Algorithm for fuzzy string matching

Hello all,

Here is an attempt at a naive fuzzy string matching algorithm. I would
appreciate comments on the code - which is not as simple as I would
like.

I have a couple of speed improvements in mind:
  1) replace EQUAL hash with array (possibly NArray).
  2) a path can be terminated before fully explored if it can be
calculated that it will never complete (somewhere inside in_bounds?).

Cheers,

Martin

#!/usr/bin/env ruby

require 'pp'

VERBOSE = false
TEST = true

# IUPAC nucleotide pair ambiguity equivalents
EQUAL = {
  :AA => true, :BU => true, :TH => true, :UY => true,
  :TT => true, :CB => true, :UH => true, :SC => true,
  :CC => true, :GB => true, :VA => true, :SG => true,
  :GG => true, :TB => true, :VC => true, :CS => true,
  :UU => true, :UB => true, :VG => true, :GS => true,
  :NA => true, :DA => true, :AV => true, :WA => true,
  :NT => true, :DG => true, :CV => true, :WT => true,
  :NC => true, :DT => true, :GV => true, :WU => true,
  :NG => true, :DU => true, :KG => true, :AW => true,
  :NU => true, :AD => true, :KT => true, :TW => true,
  :AN => true, :GD => true, :KU => true, :UW => true,
  :TN => true, :TD => true, :GK => true, :RA => true,
  :CN => true, :UD => true, :TK => true, :RG => true,
  :GN => true, :HA => true, :UK => true, :AR => true,
  :UN => true, :HC => true, :YC => true, :GR => true,
  :NN => true, :HT => true, :YT => true, :MA => true,
  :BC => true, :HU => true, :YU => true, :MC => true,
  :BG => true, :AH => true, :CY => true, :AM => true,
  :BT => true, :CH => true, :TY => true, :CM => true,
}

# Class to match two nucleotide sequences allowing for ambiguity codes
# and a given maximum number of matches, insertions, and deletions.
class Matcher
  attr_accessor :seq1_index, :seq2_index, :matches, :mismatches,
:insertions, :deletions

  def initialize(seq1, seq2, max_mismatches = 0, max_insertions = 0,
max_deletions = 0, seq1_index = 0, seq2_index = 0, matches = 0,
mismatches = 0, insertions = 0, deletions = 0)
    @seq1 = seq1
    @seq2 = seq2
    @max_mismatches = max_mismatches
    @max_insertions = max_insertions
    @max_deletions = max_deletions
    @seq1_index = seq1_index
    @seq2_index = seq2_index
    @matches = matches
    @mismatches = mismatches
    @insertions = insertions
    @deletions = deletions
  end

  # Method to explore all paths for matching two sequences allowing for
  # a given maximum number of mismatches, insertions and deletions.
  def match
    paths = []
    paths << self

    while not paths.empty?
      pp paths if VERBOSE

      new_paths = []

      paths.each do |path|
        if path.match? # ---- Match ----
          path_matches = path.dup
          path_matches.matches += 1

          return path_matches if path_matches.ok?

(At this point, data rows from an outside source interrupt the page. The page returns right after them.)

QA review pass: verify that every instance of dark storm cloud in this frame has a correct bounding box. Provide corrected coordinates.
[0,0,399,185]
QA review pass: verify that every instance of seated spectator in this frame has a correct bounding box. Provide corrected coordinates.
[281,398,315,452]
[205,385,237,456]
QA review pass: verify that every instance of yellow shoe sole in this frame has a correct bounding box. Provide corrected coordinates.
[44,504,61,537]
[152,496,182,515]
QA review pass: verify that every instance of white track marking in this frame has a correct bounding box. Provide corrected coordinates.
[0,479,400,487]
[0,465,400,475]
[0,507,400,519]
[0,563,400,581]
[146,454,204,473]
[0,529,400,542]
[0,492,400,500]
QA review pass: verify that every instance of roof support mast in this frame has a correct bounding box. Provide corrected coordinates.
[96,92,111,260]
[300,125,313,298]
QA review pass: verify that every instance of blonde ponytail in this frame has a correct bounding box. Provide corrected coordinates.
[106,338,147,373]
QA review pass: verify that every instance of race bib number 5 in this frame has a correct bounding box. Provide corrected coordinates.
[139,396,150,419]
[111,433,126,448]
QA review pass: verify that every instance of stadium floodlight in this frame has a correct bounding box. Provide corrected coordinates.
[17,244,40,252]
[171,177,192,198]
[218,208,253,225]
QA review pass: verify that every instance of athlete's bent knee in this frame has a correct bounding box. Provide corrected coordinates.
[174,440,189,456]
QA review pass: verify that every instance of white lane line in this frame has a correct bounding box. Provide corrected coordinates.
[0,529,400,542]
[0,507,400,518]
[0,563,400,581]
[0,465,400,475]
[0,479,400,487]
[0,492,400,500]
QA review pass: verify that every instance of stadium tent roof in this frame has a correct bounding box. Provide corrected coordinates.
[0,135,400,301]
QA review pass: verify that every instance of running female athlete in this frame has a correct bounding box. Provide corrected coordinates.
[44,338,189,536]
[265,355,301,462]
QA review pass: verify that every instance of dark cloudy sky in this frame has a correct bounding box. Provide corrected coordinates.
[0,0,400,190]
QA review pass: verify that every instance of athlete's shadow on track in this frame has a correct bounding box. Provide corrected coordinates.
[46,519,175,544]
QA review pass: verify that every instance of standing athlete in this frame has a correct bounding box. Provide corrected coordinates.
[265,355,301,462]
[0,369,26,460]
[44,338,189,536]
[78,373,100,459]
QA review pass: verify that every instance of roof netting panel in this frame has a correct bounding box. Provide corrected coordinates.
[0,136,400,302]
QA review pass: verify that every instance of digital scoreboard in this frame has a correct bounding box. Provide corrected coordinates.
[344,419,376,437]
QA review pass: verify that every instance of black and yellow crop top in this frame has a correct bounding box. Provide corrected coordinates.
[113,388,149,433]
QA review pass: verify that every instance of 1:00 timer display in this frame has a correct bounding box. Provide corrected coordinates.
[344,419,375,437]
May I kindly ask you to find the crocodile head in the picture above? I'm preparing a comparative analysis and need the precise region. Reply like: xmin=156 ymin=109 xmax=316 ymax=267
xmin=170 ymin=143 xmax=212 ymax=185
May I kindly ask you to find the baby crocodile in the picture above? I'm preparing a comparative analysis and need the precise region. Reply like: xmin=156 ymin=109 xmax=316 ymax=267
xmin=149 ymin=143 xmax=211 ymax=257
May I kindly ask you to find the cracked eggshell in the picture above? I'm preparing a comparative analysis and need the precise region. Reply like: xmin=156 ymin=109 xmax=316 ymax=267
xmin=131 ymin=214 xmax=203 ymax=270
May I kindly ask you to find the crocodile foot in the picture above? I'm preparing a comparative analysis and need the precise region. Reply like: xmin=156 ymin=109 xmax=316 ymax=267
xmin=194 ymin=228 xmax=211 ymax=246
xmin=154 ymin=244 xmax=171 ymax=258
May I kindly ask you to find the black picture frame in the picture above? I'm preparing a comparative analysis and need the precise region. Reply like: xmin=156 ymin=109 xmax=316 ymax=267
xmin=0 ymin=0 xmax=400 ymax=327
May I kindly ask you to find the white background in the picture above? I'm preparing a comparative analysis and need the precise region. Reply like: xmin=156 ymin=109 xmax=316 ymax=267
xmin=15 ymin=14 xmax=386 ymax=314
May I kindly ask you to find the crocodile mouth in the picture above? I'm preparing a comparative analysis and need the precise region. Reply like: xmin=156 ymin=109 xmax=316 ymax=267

          path_matches.seq1_index += 1
          path_matches.seq2_index += 1

          new_paths << path_matches if path_matches.in_bounds?
        else # ---- Mismatch

···

----
          path_mismatches = path.dup
          path_mismatches.mismatches += 1

          return path_mismatches if path_mismatches.ok?

          path_mismatches.seq1_index += 1
          path_mismatches.seq2_index += 1

          new_paths << path_mismatches if path_mismatches.in_bounds?
        end

        if path.insertions < @max_insertions # ---- Insertion
----
          path_insertions = path.dup
          path_insertions.insertions += 1

          return path_insertions if path_insertions.ok?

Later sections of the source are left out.